GOLDEN VALLEY, Minn -- It's our last Backyard BBQ of the year, and Heidi Burns from Prior Lake is making Grilled Steel Head with Garlic and Fresh Herbs. Heidi says her recipe is very, very simple to make for even the least experienced cook and has enough flavor and sophisication for the gourmand in your group.
1 large fillet of Steel Head (12-16oz)
2 heads garlic, minced
1 large lemon, zest grated and reserved
4-5 fresh Dill Sprigs
1-2 fresh scallions, chopped
1 cup Creme Fraiche
Rinse and pat dry fish. Place on parchment. Score into serving sizes (4-6)Drizzle with oil and sprinkle with salt and pepper. Lay lemon slices over entire flesh, place garlic & scallions over lemon and dill sprigs over all. Wrap tightly in foil. Place on med-low heat grill, cook 12-15 minutes, turning package once. Is done when flesh flakes easily with fork.
Meanwhile, mix creme fraiche, 1/2 tsp salt and 1 TBSP lemon zest. Set aside.
To serve, remove all dill and plave portions on plate, top with 1 dollop of creme fraiche mixture. Garnish with additional chopped scallions for color.

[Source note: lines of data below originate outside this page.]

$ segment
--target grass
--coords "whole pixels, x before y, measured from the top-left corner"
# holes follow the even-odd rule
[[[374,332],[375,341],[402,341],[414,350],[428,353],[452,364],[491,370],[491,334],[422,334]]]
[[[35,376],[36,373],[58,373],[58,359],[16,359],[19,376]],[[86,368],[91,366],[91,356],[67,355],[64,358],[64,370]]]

This is lovely with grilled asparagus or a fresh greek salad.
According to Heidi, Steel Head is less expensive than good Salmon yet has a great depth of flavor and is readily available at most grocery stores in the twin citites. Cost is approx $4 per serving. Adding in asparagus or salad only brings it to $5-6 per person for a complete summer meal. Bonus: Almost ZERO clean up, even the grill stays clean!
If preferred, can be done with salmon with same directions/ingredients.